We are gearing up for a historical moment during which we will redefine what it means to fight. But I also suspect that we are likely to spend a heaping shitpile of time determining what it means to be and to be human. For my part, I feel like I’m exploding with stories. And they are deeply personal. And I have to take care not to burden my people with detailed imagined narratives of their own lives — the wormholes through which I travel to re-organize and make sense of my own very small pocket of this world, to organize their lives into endings that feel right and just and good. And yet, thanks to some dark twisting within me, I cannot write. Not anything coherent. I am only a storyteller within my flailing mind — the page has remained empty.
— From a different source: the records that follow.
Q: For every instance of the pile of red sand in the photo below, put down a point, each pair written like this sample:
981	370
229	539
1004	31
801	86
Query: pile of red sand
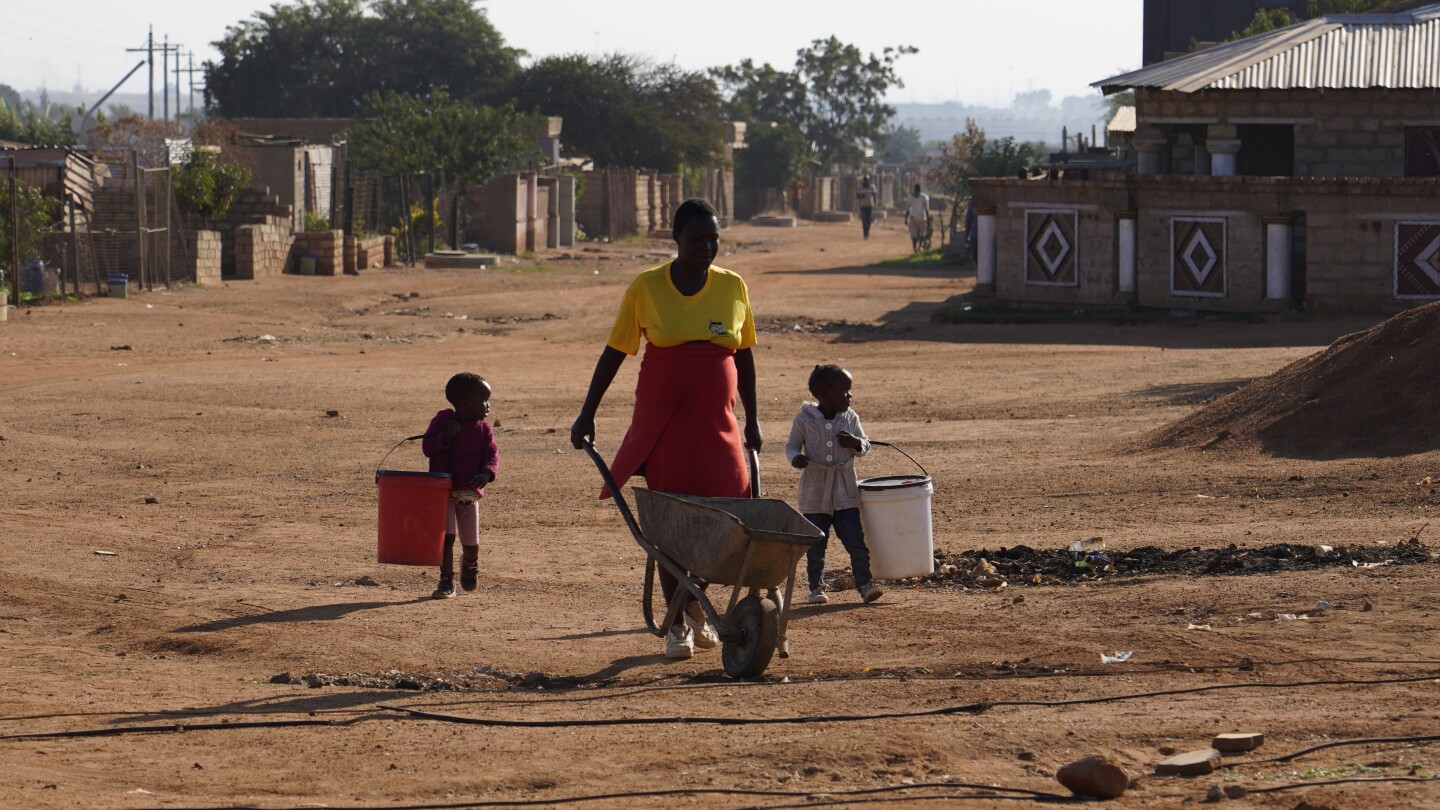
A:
1371	394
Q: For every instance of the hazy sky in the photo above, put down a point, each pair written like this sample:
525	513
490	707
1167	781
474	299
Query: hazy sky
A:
978	52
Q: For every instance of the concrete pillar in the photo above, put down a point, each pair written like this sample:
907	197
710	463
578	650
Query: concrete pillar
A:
1149	150
1223	141
1278	257
1129	252
532	208
985	245
566	202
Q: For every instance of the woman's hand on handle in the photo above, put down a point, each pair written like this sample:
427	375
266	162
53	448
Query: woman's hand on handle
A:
752	435
605	369
582	431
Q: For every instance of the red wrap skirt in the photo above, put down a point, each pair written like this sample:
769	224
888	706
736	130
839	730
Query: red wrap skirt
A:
684	437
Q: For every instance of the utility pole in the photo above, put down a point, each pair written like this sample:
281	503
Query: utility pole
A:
15	237
164	77
150	59
190	71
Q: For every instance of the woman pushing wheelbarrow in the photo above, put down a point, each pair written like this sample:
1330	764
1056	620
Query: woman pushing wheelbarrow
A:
683	438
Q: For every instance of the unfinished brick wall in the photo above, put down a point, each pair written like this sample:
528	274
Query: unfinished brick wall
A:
375	252
255	235
1338	133
202	260
326	245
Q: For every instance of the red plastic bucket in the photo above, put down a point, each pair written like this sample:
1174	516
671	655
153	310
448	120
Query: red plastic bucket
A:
412	516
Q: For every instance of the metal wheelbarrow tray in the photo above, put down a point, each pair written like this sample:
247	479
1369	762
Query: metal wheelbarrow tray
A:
746	544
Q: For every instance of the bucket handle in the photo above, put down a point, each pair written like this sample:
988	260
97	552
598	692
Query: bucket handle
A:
902	453
378	467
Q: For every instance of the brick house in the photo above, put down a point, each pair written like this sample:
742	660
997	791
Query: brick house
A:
1292	169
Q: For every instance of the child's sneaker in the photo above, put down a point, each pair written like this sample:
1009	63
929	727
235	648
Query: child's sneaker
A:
678	643
703	634
445	590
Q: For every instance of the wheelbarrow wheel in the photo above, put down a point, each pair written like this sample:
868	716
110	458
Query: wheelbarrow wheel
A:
756	623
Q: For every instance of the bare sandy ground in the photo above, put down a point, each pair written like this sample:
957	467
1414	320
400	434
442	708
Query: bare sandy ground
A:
248	561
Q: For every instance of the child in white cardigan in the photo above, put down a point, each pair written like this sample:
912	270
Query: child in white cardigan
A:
825	438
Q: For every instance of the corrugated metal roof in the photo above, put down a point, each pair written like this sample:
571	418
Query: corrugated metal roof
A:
1123	120
1332	52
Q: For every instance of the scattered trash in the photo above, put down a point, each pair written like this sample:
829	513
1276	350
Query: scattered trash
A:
1087	546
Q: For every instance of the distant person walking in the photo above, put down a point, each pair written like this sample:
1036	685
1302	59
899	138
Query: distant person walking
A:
918	216
866	196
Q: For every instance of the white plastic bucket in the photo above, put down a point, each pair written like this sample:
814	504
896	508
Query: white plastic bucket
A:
894	512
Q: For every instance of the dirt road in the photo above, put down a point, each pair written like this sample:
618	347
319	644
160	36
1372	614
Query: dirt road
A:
186	435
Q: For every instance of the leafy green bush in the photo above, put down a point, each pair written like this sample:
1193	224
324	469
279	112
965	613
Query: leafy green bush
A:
206	188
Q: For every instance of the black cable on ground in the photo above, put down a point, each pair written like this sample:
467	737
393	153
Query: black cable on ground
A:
965	708
118	731
994	791
958	709
1337	744
1352	780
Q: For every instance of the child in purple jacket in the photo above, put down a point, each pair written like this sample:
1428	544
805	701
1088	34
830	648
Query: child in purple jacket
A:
461	443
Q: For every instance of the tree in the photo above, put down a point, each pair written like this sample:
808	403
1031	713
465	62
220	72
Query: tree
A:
318	58
28	123
899	144
206	188
408	134
1273	19
138	134
772	157
834	95
972	154
39	215
625	111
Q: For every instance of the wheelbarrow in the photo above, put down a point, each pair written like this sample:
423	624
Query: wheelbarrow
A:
749	544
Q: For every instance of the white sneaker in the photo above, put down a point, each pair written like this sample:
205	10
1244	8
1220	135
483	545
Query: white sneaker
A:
702	633
680	643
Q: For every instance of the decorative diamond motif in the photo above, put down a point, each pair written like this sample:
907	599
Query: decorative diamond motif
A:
1198	257
1200	270
1426	261
1050	248
1417	260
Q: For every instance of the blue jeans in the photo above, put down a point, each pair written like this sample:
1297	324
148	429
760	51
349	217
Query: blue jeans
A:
851	535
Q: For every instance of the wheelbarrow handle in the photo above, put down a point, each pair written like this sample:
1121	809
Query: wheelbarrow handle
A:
902	453
615	489
752	457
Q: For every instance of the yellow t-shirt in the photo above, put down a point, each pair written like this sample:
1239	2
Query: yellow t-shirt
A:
719	313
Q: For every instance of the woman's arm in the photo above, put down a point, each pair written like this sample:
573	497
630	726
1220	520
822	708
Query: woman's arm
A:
605	371
745	374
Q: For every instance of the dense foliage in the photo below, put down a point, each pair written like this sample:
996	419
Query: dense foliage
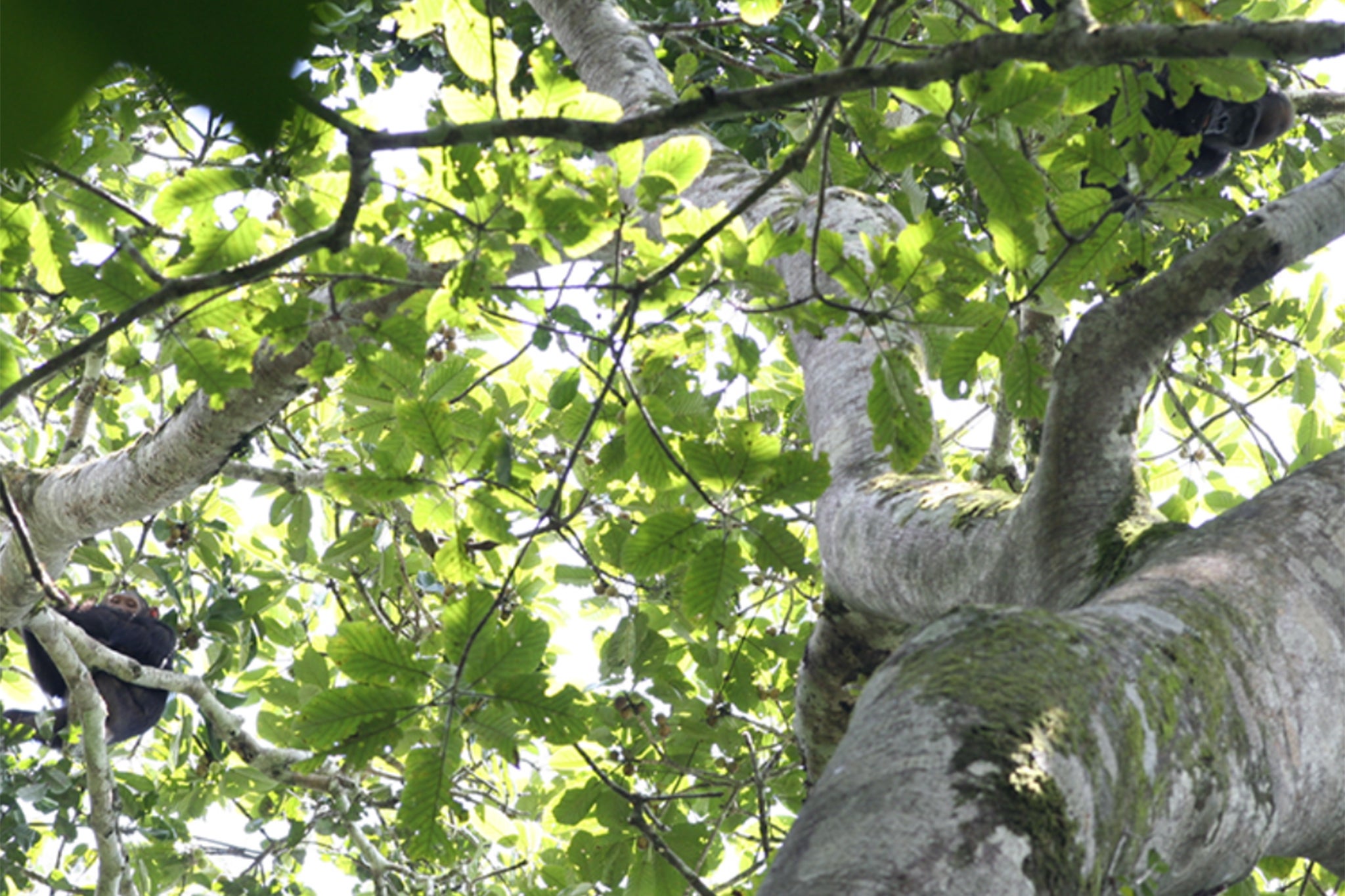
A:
531	558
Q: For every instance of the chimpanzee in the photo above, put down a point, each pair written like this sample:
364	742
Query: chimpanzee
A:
127	625
1223	127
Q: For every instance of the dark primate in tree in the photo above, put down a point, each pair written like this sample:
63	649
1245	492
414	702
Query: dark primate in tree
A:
1222	125
128	625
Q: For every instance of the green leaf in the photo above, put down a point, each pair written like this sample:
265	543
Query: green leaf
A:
564	389
372	654
775	547
680	159
335	715
903	422
430	781
197	188
468	35
645	450
713	581
661	543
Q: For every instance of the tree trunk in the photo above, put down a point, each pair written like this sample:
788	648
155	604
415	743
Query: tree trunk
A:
1141	706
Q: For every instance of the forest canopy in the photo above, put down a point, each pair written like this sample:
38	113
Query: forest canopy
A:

And I think this is where this year, this moment, all this death (of people I knew personally, of people I only admired, of — not hyperbolically — the American experiment…which has been limping towards its own slaughter for quite some time) has delivered us: we are “unstuck in time,” “growing grim about the mouth,” “turning in the widening gyre.” We must continue to create, to work through our madness in ways that put order to it. But we must also return to those existing stories that show us the way beyond this moment.
This unloading is my somewhat unbounded effort at trying to bend the page to my will. I’m also rededicating myself to the study of those things that are deeply meaningful to me. It’s not healthy nor helpful to give in fully to the physical, base urges that seek a structure for their wrecking ball. So I’m attempting to settle in with the sublime. And in this world of literature and art and film and wit and music, I hope to quiet and order the stories in my mind, to find a little peace, and, probably of most value, to sharpen my weapons.